Example 2: Simulate and Analyse Multi-Rate Brownian Evolution

In this example, I first simulate the character history of a discretely valued character trait with three states evolving on a phylogeny. I then simulate the evolution of a continuous trait with a rate that depends on the value of the discrete trait. Finally, I fit single and multiple rate evolutionary models to the data and tree using the likelihood method of O’Meara et al. (2006).

After loading phytools, I first set the seed (arbitrarily to 10; done here for reproducibility only):

> set.seed(10)

Now, I simulate a stochastic pure-birth tree using ape:

> tree<-rbdtree(b = log(50),d = 0,Tmax = 1)

This tree contains 129 taxa.

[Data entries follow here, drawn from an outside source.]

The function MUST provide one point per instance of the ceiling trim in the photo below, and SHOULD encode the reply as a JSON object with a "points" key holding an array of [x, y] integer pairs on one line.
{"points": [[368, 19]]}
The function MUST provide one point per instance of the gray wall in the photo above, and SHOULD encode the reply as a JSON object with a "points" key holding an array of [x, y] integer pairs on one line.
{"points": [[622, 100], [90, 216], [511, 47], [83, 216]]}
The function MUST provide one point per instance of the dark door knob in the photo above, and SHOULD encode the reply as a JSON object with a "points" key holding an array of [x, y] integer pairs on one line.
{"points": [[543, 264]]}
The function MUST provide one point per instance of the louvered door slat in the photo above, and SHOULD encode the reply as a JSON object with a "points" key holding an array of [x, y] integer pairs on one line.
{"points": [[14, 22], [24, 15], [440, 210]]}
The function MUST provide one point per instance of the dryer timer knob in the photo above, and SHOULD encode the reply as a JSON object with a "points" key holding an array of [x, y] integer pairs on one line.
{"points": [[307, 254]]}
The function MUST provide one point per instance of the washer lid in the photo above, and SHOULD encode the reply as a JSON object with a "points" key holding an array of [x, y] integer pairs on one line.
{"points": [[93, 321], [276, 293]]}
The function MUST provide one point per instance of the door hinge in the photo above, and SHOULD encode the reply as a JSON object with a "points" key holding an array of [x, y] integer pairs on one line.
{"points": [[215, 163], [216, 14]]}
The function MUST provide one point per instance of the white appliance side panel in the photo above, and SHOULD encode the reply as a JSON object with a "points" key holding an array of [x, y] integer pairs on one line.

Next, I simulate a stochastic character history on the tree for a character with three states, A, B, and C, using the phytools function sim.history as follows:

> # this is our transition matrix
> Q<-matrix(c(−2,1,1,1,−2,1,1,1,−2),3,3)

> rownames(Q)<-colnames(Q)<-c(“A”,“B”,“C”)

> mtree<-sim.history(tree,Q)

I can plot the simulated history using the phytools function plotSimmap to see what it looks like:

> # set colors > cols<-c(“red”,“blue”,“green”);
> names(cols)<-rownames(Q)

> # plot tree with labels off
> plotSimmap(mtree,cols,ftype=“off”)

This visualization is shown in Fig. 3.

Next, I simulate continuous character evolution using three different rates using the phytools function sim.rates:

> # set rates
> sig2 <-c(1,10,100)
>names(sig2)<-rownames(Q)

> X<-sim.rates(mtree,sig2) # simulate

Finally, I fit a multi-rate Brownian model using the likelihood method of O’Meara et al. (2006) with the phytools function brownie.lite. This likelihood optimization took about 3 s to run on the same hardware described earlier.

> fit.bm<-brownie.lite(mtree,X,maxit=4000)

> fit.bm

$sig2.single

[1] 47·15693

$a.single

[1]−5·242448

$var.single

[1] 34·47709

$logL1

[1]−329·7582

$k1

[1] 2

$sig2.multiple

B C A

10·4646399 99·9563314 0·8247106

...

$logL.multiple

[1]−287·4271

$k2

[1] 4

$P.chisq

[1] 4·129091e-19

$convergence

[1] “Optimization has converged.”

It should be noted that the order of the three rate regimes in the fitted model is the order in which they are encountered in the tree (Fig. 3), rather than in alphabetical or numerical order. In this case, the fitted parameter estimates (0·82, 10·46, 99·96) are very close to their generating values (1, 10, and 100). For more details on this likelihood method, please refer to O’Meara et al. (2006) or Revell (2008).